Tussen afbeeldingen van Luther in Wittenberg en in de Wartburg hing een tekstblad met in het Latijn de 95 stellingen waar het allemaal mee begonnen zou zijn. Met het weinige dat ik begreep was ik het wel eens, tot mijn verrassing. Thuisgekomen ben ik in het kader van 500 jaar Reformatie de 95 stellingen eens gaan lezen in een vertaling. Mijn verrassing werd alsmaar groter: ik heb moeite om een stelling te vinden waar ik het niet mee eens ben.
Hier zijn er een paar:
62 – 63 De ware schat van de kerk is het heilig Evangelie van de heerlijkheid en de genade van God. Maar deze schat is natuurlijk zeer gehaat, want daardoor worden de eersten tot laatsten.
Met het weinige dat ik begreep was ik het wel eens, tot mijn verrassing.
53 -54 Wie ten behoeve van de aflatenprediking de verkondiging van het Woord van God in de kerken verbieden, zijn vijanden van Christus en de paus. Aan het Woord van God wordt onrecht gedaan, als men in een preek evenveel of zelfs meer tijd besteedt aan het verkondigen van de aflaat dan aan het woord van God.
Dit is niet de plaats om volledig uit de doeken te doen wat een aflaat is – het gaat om het kwijtschelden van een boete die wordt opgelegd wanneer in de biecht zonden vergeven worden. Die opgelegde straf kan door een alternatieve straf worden vervangen, bijvoorbeeld door geld te geven voor de bouw van een nieuwe kerk. Dat was volgens Luther en anderen ontaard in een onheilige koehandel, maar Luther was niet tegen het principe van de aflaat: 71 Wie de waarheid van de pauselijk aflaat weerspreekt die zij vervloekt.

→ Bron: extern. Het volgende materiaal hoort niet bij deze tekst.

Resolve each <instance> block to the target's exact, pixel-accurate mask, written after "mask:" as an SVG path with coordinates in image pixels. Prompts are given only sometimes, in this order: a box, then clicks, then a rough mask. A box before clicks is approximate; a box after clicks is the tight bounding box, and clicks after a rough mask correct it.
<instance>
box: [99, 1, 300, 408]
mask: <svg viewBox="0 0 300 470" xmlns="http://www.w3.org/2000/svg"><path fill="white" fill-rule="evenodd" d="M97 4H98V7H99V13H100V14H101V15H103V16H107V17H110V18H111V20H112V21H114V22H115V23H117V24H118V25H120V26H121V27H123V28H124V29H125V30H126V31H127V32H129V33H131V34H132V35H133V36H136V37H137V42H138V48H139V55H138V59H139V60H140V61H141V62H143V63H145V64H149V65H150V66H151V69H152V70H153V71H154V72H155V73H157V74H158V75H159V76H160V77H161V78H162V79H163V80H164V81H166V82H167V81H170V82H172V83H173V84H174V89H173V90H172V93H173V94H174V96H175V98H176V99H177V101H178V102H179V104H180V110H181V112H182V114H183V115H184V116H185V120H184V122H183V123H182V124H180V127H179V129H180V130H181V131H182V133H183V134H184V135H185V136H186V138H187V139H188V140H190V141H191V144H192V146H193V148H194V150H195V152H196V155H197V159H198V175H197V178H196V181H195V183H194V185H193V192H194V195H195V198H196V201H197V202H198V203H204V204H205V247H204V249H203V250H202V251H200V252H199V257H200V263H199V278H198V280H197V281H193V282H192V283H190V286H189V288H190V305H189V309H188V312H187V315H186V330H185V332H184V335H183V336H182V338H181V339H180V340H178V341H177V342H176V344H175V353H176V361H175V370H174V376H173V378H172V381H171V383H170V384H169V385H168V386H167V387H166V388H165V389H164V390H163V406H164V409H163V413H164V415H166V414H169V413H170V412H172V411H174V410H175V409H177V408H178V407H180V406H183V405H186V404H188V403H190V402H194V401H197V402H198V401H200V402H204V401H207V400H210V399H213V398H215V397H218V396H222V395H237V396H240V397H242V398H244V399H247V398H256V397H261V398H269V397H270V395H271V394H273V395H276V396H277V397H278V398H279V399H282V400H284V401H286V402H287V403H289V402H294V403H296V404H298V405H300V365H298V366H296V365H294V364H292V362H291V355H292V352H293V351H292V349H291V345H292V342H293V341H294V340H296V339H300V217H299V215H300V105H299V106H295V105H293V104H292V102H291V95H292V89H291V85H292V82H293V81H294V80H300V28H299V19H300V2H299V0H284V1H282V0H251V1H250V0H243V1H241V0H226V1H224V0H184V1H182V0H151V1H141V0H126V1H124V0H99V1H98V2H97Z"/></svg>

En: 72 De paus straft terecht met zijn toorn hen die in de aflaathandel allerlei bedrog plegen.
Waarom bouwt de paus niet liever zelf de de St. Pieterskerk van zijn eigen geld in plaats van dat van arme christenen?

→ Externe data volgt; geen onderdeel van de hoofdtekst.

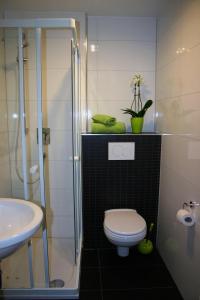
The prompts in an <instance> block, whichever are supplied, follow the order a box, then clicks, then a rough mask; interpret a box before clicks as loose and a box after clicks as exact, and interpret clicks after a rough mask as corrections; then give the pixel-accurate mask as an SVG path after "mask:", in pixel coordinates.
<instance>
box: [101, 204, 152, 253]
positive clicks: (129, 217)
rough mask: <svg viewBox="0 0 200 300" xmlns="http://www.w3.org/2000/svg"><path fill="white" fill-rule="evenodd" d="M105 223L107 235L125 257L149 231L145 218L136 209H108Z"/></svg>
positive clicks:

Er zijn stellingen die mij wel aanspreken: 43 Men moet de christenen leren dat wie aan een arme geeft of aan een behoeftige leent, beter doet dan wie een aflaat koopt. 86 Waarom bouwt de paus niet liever zelf de de St. Pieterskerk van zijn eigen geld in plaats van dat van arme christenen?
Het is nu 500 jaar geleden dat deze stellingen Europa beroerden. Over aflaten maakt niemand zich meer druk, afgezien van het katholieke leergezag met een publicatie uit 1999. De aflatenhandel waar Luther zich zo aan stoorde bestaat niet meer; wat Luther in de stellingen verdedigde wordt nu door christenen breed gedeeld.
De Reformatie, de wederzijdse verkettering en de godsdienstoorlogen daarna, gingen over andere zaken. Wie de geschiedenis van het begin van de Reformatie leest ziet een opeenstapeling van gemiste kansen: kansen om te verzoenen, om met elkaar in gesprek te raken, om de kerk van binnenuit te veranderen. Zoveel misverstanden, zoveel onwil, zoveel eigen gelijk: doodzonde.
En dat allemaal in de naam van God. Het is om je dood te schamen. Daar kan geen aflaat tegenop – daarover zijn Luther en de katholieke kerk het gelukkig eens. Er kan geen aflaat tegenop, maar Gods genade hopelijk wel.